With modernisation in Russia requiring highly skilled foreign managers, recent legislation is aimed at attracting more of them.
Russian immigration policy is now one of the most relaxed in the world for highly skilled workers, as the Kremlin aims to harness scientists and senior managers from Europe and beyond to help drive the modernisation of its economy.
In May, legislation was passed easing immigration rules for highly skilled workers. President Dmitry Medvedev, who has said Russia must modernise or die, hopes to import experience and skills from abroad to help in this mission. At the same time, the programme hopes to attract more foreign investment in Russia by making it easier for multinationals to bring in managers and specialists.
The development of hi-tech industries has grabbed most headlines. But while Russia deserves its reputation for educating scientists, it falls down when it comes to offering them commercial opportunities – and so loses out to other countries. That’s the principle behind attracting companies such as Nokia and Intel to Skolkovo – the $2bn “Silicon Valley” being created in the Moscow suburbs.

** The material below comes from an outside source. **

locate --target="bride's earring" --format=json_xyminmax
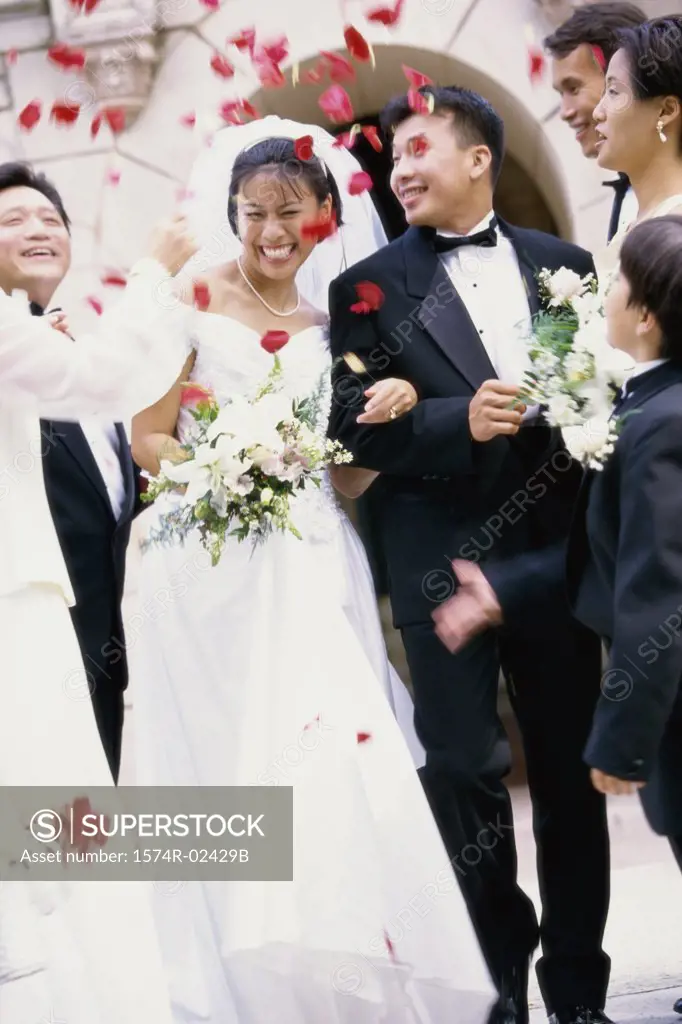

Russia also needs to attract experienced managers across its corporate sector to improve efficiency, productivity and innovation. An IBM report last year pointed out that, while the quality of Russia’s scientific research institutions is among the best in the world, management schools rate poorly.
“Skills are an obstacle for many Russian companies,” the report concludes, “with 59pc reporting labour resources as a significant obstacle to development.”
Foreign managers will be key, says Lilit Gevorgyan of consultancy IHS Global Insight, because they “bring relevant skills, since most of the companies envisaged to be the backbone of modernisation are likely to be designed after Western prototypes specialising in cutting-edge high technologies”.
Gennady Odarich of PricewaterhouseCoopers points out that foreign managers can also act as role models for the Russian staff.
The Russian government has essentially imported immigration schemes for qualified people from countries such as the UK, Canada and Australia. The legislation transforms a tortuous process into one of the easiest in the world, for highly skilled people at least. Qualifying employees and their families receive a three-year visa rather than face a yearly trek home to reapply, with the additional benefit of the chance to bypass emergency income tax (30pc for the first six months) and go straight onto Russia’s flat 13pc rate.
Perhaps the biggest bonus for companies is that highly skilled employees are now exempt from the Federal Migration Service’s annual quota on foreign employees. To contract foreigners who are not highly skilled, companies must still apply for permission to employ from abroad in January, with no recourse to revise this through the rest of the year.
Headhunters, such as Nikita Prokofiev of Odgers Berndtson, suggest the plan is working in helping companies focus on importing the most valuable professionals, even while they’re increasingly looking to hire locally. “The market has evolved and now hiring Russians is preferable for many companies,” he says. “Fifteen years ago, someone bilingual with a basic command of finance was much in demand. Now companies are looking for senior people with very specific skills.”
As well as a desire to employ staff who understand local business culture, this is also due to the definition of a highly qualified employee, which runs to no more than an annual salary of 2m roubles (£41,500). In contrast, salaries in the local market are still recovering from the economic crisis, while skilled and experienced people from the West expect a premium to relocate.
Mr Odarich suggests the appetite for such candidates is strong, with PwC having “many clients asking about the new system – both for current employees and future hires”. Best of all, he points out, is that the groundwork is ready: “It does seem to be running smoothly already – the authorities have put a lot of effort into making sure that the bureaucracy understands the new process at all levels.”
That’s a welcome contrast to the chaos that ensued when a new customs regime was introduced in the summer.
Russia ranks second in the world, after the United States, for the total number of immigrants (12 million) living within its borders, according to the United Nations. The overwhelming majority consists of inexperienced workers from post-Soviet republics, especially from Central Asia. More than 40pc of newcomers do not have higher education. Another problem is their poor command of the Russian language, which impedes many of them from successfully competing in the higher-end labour market or defending their rights before employers.